The Health Impact Project: GAAP for HCIT ROI? LOL GTFO

by | Jan 10, 2024

When legislation collides, and a call for the healthcare innovation equivalent to GAAP

Summary

In the second Chilcast episode featuring the Health Impact Project team, we go deeper with our exploration into the challenges of assessing the value of digital health and health IT implementations. This conversation explores the history of recent legislation and regulation that impact the healthcare sector, specifically the interplay between technology regulation pushed via HHS and care model innovation pushed by CMS. We also introduce the idea of a much-needed healthcare innovation version of Generally Accepted Accounting Principles (GAAP), with a brief exploration of why nothing like this already exists. We conclude with a call for a collaborative, industry-wide conversation that can encourage adoption of a new rubric like this and thereby drive better health outcomes and experiences.

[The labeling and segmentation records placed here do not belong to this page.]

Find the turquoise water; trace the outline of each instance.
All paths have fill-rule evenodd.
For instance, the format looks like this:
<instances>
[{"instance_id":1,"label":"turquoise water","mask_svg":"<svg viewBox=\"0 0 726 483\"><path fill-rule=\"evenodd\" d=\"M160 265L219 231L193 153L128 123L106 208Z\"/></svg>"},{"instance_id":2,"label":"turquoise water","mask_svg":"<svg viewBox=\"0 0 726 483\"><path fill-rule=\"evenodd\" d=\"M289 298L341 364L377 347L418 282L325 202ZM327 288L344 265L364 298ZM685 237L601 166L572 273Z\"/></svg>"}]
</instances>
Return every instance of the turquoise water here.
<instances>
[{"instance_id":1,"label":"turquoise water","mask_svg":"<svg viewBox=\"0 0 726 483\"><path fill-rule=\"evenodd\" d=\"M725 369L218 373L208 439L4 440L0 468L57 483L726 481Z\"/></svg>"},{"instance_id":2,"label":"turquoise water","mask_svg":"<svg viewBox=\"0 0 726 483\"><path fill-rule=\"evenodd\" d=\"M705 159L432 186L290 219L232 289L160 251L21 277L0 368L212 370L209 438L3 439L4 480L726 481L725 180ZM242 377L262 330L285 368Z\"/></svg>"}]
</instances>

The conversation captured on this episode, as well as the next group one, both tie into our recently published article, “When world’s collide: How two decades of regulation both advanced and hindered our transformative vision of healthcare innovation.

Takeaways

  • Legislation has played a significant role in shaping the adoption of IT in the healthcare industry, but has come up against care model reform legislation that often doesn’t neatly align with IT maturity. This has created extra burden on decision makers who must balance these prerogatives.
  • Challenges remain in assessing the value of technology, especially due to the complexity of current shifts in the economics of care.
  • Our industry needs to develop its own equivalent of generally accepted accounting principles (GAAP) for evaluating the impact and return on investment (ROI) of health technologies. This is complicated by the moral mandate of the healthcare industry, where the outcomes of “free market forces” are not always best for the population being served. Any calculation of ROI needs to account for this double bottom line.
  • Collaboration and a shared understanding of value are essential for driving industry success with technology use cases, which in turn should improve  outcomes and experiences.

Listen to the podcast by using the embedded player below, or on your favorite podcasting app via this link.

Notable Quotes:

  • Marie (5:10): “Value-based payment happened right around the same time as meaningful use. At the same time as we were making electronic health data available and incentivizing that, you’re also building new care delivery models. I think that’s critically important because when we talk about a concept like ROI, we expect those things to come together. But when we think about the origin of where we are right now, we didn’t always design together because we were figuring out what those things were at the same time.”
  • John (11:46): “Healthcare is so political in the way that it’s reimbursed, the way it’s regulated. It’s constantly shifting, complicating the ability to assess ROI. Value-based care has completely different ROI than fee-for-service models when evaluating a technology…We’re dealing with many different economic systems, making it complicated for the board and executives in the C-suite to define what their objectives need to be to come up with something consistent for measuring and evaluating impact.”
  • Marie (14:07): “We’re at a point where we’ve done so many different experiments over the last 15 years that we all have different languages even within healthcare, right? Everybody has different expectations of what the technology might do, whether you’re in the financial part of the business, the clinical part of the business, or some other part of the business. But ultimately at the end of the day, if you all can’t talk together, then you’re not gonna be able to sort of figure out whether that technology has been successful.”
  • Curtis (18:47): “Ethical principles are so important in medicine and healthcare. We have a structured way of how we do drug discovery and clinical trials; [p]rinciples around human subjects research. So what’s the appropriate level of rigor if we want to make an operational change to the healthcare system? If we’re going to introduce a new technology that is not clinical but we expect it is going to have clinical impact, what is that rigor? What’s the evidence we need before we’re comfortable rolling it out within a healthcare system? What are the guardrails to protect patients and make sure that we are not harming them as we learn?”
  • Susan (21:14): “One of the difficulties in ROI is that we have to say, ‘Did that technology cause the improvement, or was it something else, or is it a number of factors?’ And then you have to tease out what contributed what to the [outcome] that you’re experiencing. Sometimes we simply can’t measure pre and post. You may come up with a great KPI to say something is improving, but we can’t go back in the past and say, what’s the baseline? What were things like before we actually implemented this technology?”